Re:MS PhotoEditor will outperform Adobe by 100x

[Foolhardy]

What could you possibly be talking about? Direct disk access means bypassing the filesystem and reading and writing to the sectors directly. This requires administrator privileges for good reason: it bypasses file security, file locks and all the other nice things that filesystems do. No user application requires the ability to bypass the filesystem. Don't you need to be root to access a mounted block device on a UNIX? It's the same thing. The fact that it's possible to modify the kernel when you have admin privileges (and physical access for that matter) is hardly suprising, and in fact is unfixable (short of full TCPA).

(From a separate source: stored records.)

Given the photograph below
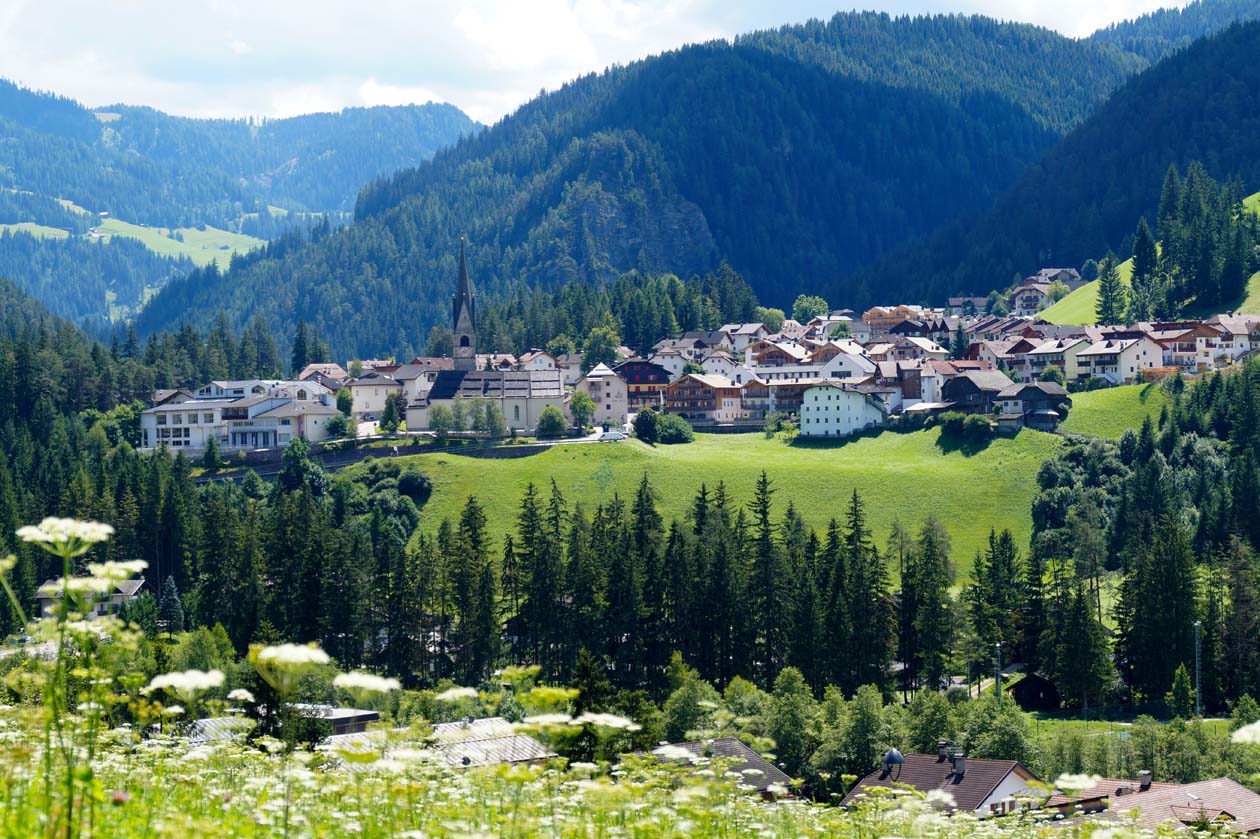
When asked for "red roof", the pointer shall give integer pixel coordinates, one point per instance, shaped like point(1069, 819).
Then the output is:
point(927, 772)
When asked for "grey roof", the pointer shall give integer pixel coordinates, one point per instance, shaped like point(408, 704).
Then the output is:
point(993, 381)
point(469, 384)
point(1048, 388)
point(757, 771)
point(485, 742)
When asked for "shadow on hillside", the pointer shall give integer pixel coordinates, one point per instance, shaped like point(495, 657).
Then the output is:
point(968, 446)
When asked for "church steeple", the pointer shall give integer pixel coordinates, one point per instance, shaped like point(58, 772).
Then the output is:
point(464, 319)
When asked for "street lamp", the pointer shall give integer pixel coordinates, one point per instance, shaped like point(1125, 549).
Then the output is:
point(1198, 672)
point(997, 672)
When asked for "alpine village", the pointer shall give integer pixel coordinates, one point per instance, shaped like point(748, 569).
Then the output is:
point(783, 423)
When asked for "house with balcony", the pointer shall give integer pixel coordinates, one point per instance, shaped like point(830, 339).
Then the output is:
point(1119, 360)
point(704, 398)
point(610, 394)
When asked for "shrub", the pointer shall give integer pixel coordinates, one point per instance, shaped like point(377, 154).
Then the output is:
point(951, 422)
point(977, 427)
point(415, 485)
point(672, 428)
point(645, 426)
point(551, 422)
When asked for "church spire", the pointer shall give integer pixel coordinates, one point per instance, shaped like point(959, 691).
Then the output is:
point(464, 319)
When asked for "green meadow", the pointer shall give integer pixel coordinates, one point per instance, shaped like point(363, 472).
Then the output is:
point(906, 476)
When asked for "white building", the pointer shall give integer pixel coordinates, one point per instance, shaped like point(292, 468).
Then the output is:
point(838, 411)
point(371, 392)
point(1119, 360)
point(610, 394)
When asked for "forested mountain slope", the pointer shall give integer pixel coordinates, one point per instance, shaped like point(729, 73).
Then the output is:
point(64, 166)
point(1085, 195)
point(151, 168)
point(781, 160)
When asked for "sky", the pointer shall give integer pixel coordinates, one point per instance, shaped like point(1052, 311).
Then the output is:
point(277, 58)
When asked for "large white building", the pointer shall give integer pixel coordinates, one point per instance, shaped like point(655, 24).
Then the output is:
point(836, 410)
point(255, 413)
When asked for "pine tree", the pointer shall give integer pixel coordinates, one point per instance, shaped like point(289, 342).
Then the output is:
point(170, 609)
point(1145, 257)
point(766, 588)
point(300, 357)
point(1111, 296)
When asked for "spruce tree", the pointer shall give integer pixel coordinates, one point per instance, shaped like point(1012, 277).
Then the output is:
point(1111, 296)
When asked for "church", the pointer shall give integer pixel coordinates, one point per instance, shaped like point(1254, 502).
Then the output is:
point(519, 394)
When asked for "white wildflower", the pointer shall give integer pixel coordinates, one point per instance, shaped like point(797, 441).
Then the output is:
point(116, 571)
point(674, 753)
point(548, 719)
point(366, 682)
point(1248, 733)
point(53, 530)
point(1069, 782)
point(185, 684)
point(607, 721)
point(292, 655)
point(455, 694)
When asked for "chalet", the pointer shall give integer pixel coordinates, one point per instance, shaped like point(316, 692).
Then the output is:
point(1156, 805)
point(320, 372)
point(1037, 405)
point(985, 787)
point(755, 399)
point(521, 396)
point(775, 354)
point(672, 359)
point(106, 604)
point(836, 410)
point(754, 771)
point(537, 359)
point(706, 398)
point(1119, 360)
point(610, 394)
point(967, 305)
point(417, 376)
point(1035, 692)
point(1060, 353)
point(744, 334)
point(975, 392)
point(371, 391)
point(917, 348)
point(645, 382)
point(571, 365)
point(485, 742)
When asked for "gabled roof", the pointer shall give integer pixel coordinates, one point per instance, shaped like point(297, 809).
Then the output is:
point(755, 770)
point(927, 772)
point(485, 742)
point(1188, 803)
point(1048, 388)
point(992, 381)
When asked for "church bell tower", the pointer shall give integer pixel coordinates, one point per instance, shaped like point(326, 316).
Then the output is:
point(464, 319)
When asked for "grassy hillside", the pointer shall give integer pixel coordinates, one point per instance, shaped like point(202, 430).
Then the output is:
point(904, 476)
point(202, 246)
point(1113, 411)
point(1080, 306)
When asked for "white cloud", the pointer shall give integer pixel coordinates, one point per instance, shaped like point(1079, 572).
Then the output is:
point(284, 57)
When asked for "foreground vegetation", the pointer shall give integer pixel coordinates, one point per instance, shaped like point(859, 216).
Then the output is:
point(100, 743)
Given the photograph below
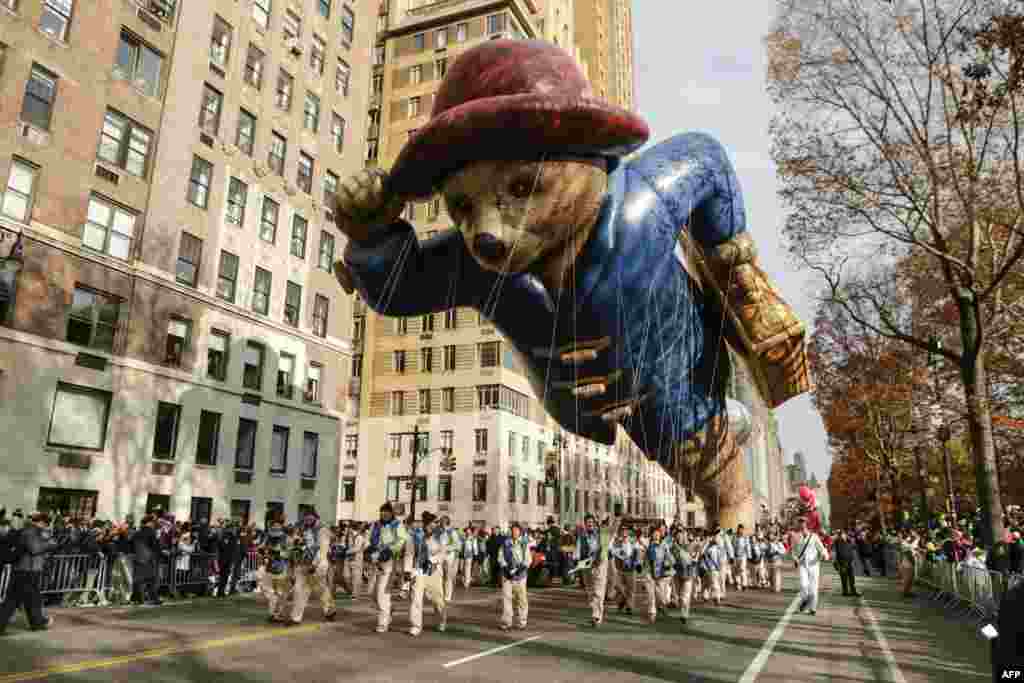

PatchGuard is only there to discourage apps that hook the syscall table (an inherantly unsafe operation) and make other modifications to the kernel's private, volaitle internal interfaces. When Windows NT was written, the MS devs never expected 3rd party devs to go poking around with the kernel's private interfaces, and are rightly disgusted when those 3rd party software programs cause problems because of it. Compare this to Linux: you are free to maintain your own custom build of the kernel, but in the mainline, all the kernel interfaces are so volaitle, every minor revision is binary incompatible with the rest. You'd never get a device driver accepted into the mainline if it depended on private interfaces that break every revision, even on a source level. Microsoft is well within their prerogative to make changes the Windows kernel's internal, private interfaces. This doesn't work too well when 3rd party apps are dependent on them never changing, especially when Windows crashes because of it. PatchGuard is a technical speed bump to make it harder for 3rd party software companies to screw with the kernel's internals. Microsoft knows that it's an unwinnable arms race [msdn.com], but hope that the 3rd parties will decide it's just easier to stick to the kernel's public interfaces. Microsoft is willing to create new stable public interfaces to support the necessary behavior.

The only thing I can think of that you might be talking about for reduced performance is if you meant no intermediate buffering when you said "direct disk write". The FILE_FLAG_NO_BUFFERING and FILE_FLAG_WRITE_THROUGH [microsoft.com] buffering options are unrelated to direct disk access (which actually means bypassing the filesystem to access the block device directly). Write through and unbuffered IO aren't going anywhere.

As for special hooks that MS applications get into the OS that no one else gets, how about an actual example?

Re:thoughts on patchguard

[Eivind Eklund]

Actually, at least FreeBSD let you block kernel modules and all other ways of modifying the kernel (until reboot): Set the sysctl kern.securelevel.

Eivind.

The Microsoft statement is behind the other link

[jesterzog]

Don't get me wrong, I think PatchGuard probably has more holes than a slice of Swiss cheese... but the submitter's text needs redacting, and the original article could do with an -actual- statement from Microsoft.

Perhaps this link was added to the slashdot summary after you posted your comment for all I know, but the slashdot summary that I read had two links, and I found that statement quite clearly after following the first link [intelliadmin.com]. About the 13th paragraph down in that article states, complete with the additional link that I've included here:

Microsoft immediately responded with a angry attack [eweek.com] stating that that the hack harmed windows users by reducing the security of Windows.

So no points for grammar in that sentance (which I copied verbatim), but it seems to explain quite clearly what the Microsoft criticism is. That second linked article begins with the paragraph:

Microsoft officials say they are unhappy that security software maker Authentium has decided to bypass the controversial PatchGuard kernel protection feature in its next-generation Vista operating system, and said that the tactic could lead to eventual problems for users of the company's software.

...and goes on for quite a while. Is this the statement you meant?